Investigators are referred to the IRB Manual for information pertaining to the required elements of informed consent, format for informed consent forms, special consent circumstances and waiver of informed consent. The Office of Human Research Protection (OHRP) has provided the following video links that investigators may find useful when planning clinical studies and patient interviews for the purpose of obtaining informed consent and for the latest changes to the Common Rule as it pertains to informed consent.
General Informed Consent Requirements begins with a short meeting between an investigator and an IRB member regarding the requirements for obtaining informed consent for a proposed study on the effects of a test drug on cognitive function in schizophrenic patients. Issues pertaining to capacity to consent and obtaining consent from a legally authorized representative are discussed. The video continues with an interview between the investigator and a prospective subject in which the investigator explains the study and the patient’s rights, giving the subject an opportunity to ask questions.

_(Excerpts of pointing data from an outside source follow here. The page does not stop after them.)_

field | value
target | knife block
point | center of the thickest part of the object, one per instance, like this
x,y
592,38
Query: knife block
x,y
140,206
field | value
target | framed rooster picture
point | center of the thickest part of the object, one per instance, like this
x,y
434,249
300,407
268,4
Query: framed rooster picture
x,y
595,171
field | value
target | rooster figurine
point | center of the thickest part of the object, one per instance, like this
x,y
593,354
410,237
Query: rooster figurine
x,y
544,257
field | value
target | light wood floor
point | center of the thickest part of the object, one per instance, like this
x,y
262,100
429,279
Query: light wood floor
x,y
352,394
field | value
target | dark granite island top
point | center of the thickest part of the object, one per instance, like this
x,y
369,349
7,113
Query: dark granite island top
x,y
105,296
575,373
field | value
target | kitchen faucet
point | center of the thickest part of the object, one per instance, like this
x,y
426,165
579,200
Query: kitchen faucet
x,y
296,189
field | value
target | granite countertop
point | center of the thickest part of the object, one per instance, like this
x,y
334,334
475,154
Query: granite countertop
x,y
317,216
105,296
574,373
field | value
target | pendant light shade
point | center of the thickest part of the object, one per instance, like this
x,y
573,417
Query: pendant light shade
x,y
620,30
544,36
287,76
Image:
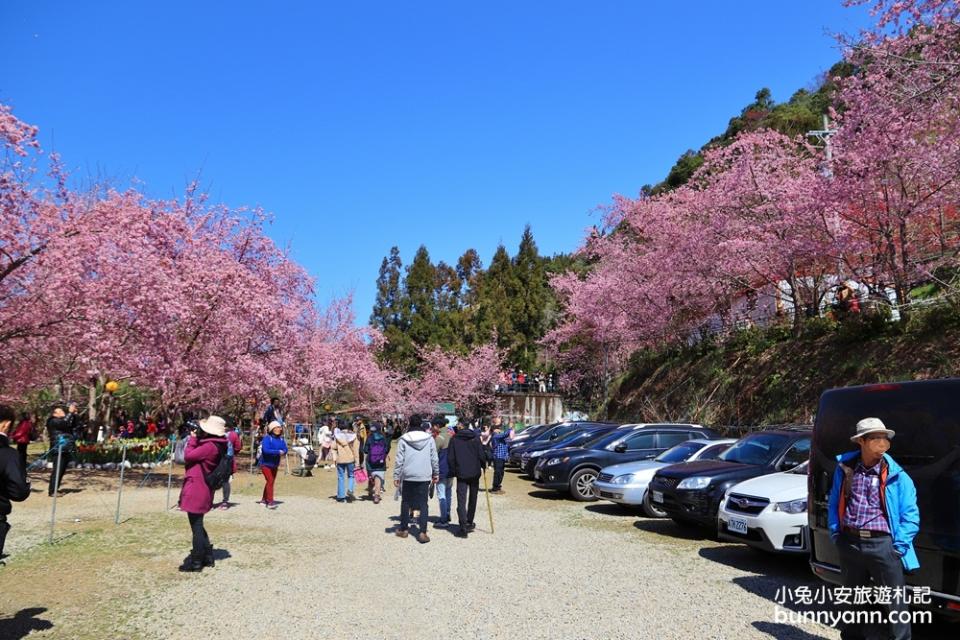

Complex Issues with Research Involving Vulnerable Populations is a question and answer session between representatives from OHRP and audience members. Topics discussed include human subjects research involving patients with diminished capacity to give informed consent; research involving prisoners, minors, non-English speaking populations, and emergency research on vulnerable populations.
What’s New in Informed Consent: Revisions to the Common Rule [July 12, 2018] discusses the general improvements to informed consent. It begins with a case involving a woman with breast cancer who underwent surgery and chemotherapy. The clinical trial was to determine if adding radiation therapy would reduce the risk of breast cancer reoccurrence. However, the informed consent made no mention as to whether or not minimizing the risk of the cancer reoccurring would actually increase the chance of survival. Other topics covered in the video include:
- Using the “Reasonable Person” standard to decide what information to include in the informed consent;
- Possible future use of data stripped of identifiers;
- Possible commercial profit;
- If clinically relevant research results will be given to the study subjects;
- If the research will include whole genome sequencing;
- Posting of a clinical trial consent form;
- Use of a legally authorized representative;
- Future use of identifiable biospecimens for unspecified future research.
Broad Consent in the Revised Common Rule [June 22, 2018] discusses an option called “Broad Consent” that is intended to facilitate minimal risk research and allow subjects to permit secondary research use of identifiable private information or biospecimens for future unspecified research. It further explains the differences between Broad Consent and existing options for conducting secondary research and the limitations on the use of Broad Consent that might not make it the preferred option.